On the Irreducibility and Distribution of Arithmetic Divisors

TL;DR

This paper introduces the concept of epsilon-irreducibility for arithmetic cycles, demonstrating that high tensor powers of arithmetically ample line bundles can be represented by such divisors and studying their distribution properties.

Contribution

It establishes the existence of epsilon-irreducible divisors for high tensor powers and analyzes their distribution, including convergence to the first Chern form and applications to polynomial zero sets.

Findings

High tensor powers admit epsilon-irreducible divisors

Divisors of small sections converge to the curvature form

New equidistribution results for polynomial zeros

Abstract

We introduce the notion of $\epsilon$-irreducibility for arithmetic cycles meaning that the degree of its analytic part is small compared to the degree of its irreducible classical part.

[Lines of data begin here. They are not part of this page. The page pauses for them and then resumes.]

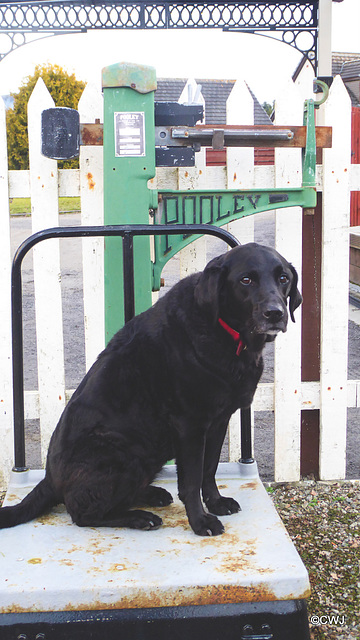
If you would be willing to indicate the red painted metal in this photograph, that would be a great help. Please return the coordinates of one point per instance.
(355, 159)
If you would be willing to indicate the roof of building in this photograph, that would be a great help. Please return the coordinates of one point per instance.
(346, 64)
(215, 94)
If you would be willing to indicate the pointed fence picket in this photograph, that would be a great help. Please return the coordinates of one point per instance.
(92, 213)
(287, 396)
(288, 241)
(6, 423)
(47, 272)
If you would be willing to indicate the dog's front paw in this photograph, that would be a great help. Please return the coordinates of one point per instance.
(144, 520)
(207, 525)
(155, 497)
(223, 506)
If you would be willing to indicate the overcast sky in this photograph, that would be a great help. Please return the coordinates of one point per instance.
(263, 62)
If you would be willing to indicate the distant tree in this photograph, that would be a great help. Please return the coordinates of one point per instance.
(269, 108)
(64, 89)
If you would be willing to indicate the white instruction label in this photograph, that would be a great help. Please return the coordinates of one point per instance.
(129, 134)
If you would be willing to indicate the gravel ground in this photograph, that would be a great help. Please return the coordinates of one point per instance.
(323, 520)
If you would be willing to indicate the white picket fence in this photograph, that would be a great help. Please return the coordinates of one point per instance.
(287, 396)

We will show that for every $\epsilon>0$ any sufficiently high tensor power of an arithmetically ample hermitian line bundle can be represented by an $\epsilon$-irreducible arithmetic divisor. Our methods of proof also allow us to study the distribution of divisors of small sections of an arithmetically ample hermitian line bundle $\overline{\mathcal{L}}$. We will prove that for increasing tensor powers $\overline{\mathcal{L}}^{\otimes n}$ the normalized Dirac measures of these divisors almost always converge to $c_1(\overline{\mathcal{L}})$ in the weak sense. Using geometry of numbers we will deduce this result from a distribution result on divisors of random sections of positive line bundles in complex analysis. As an application, we will give a new equidistribution result for the zero sets of integer polynomials. Finally, we will express the arithmetic intersection number of arithmetically ample hermitian line bundles as a limit of classical geometric intersection numbers over the finite fibers.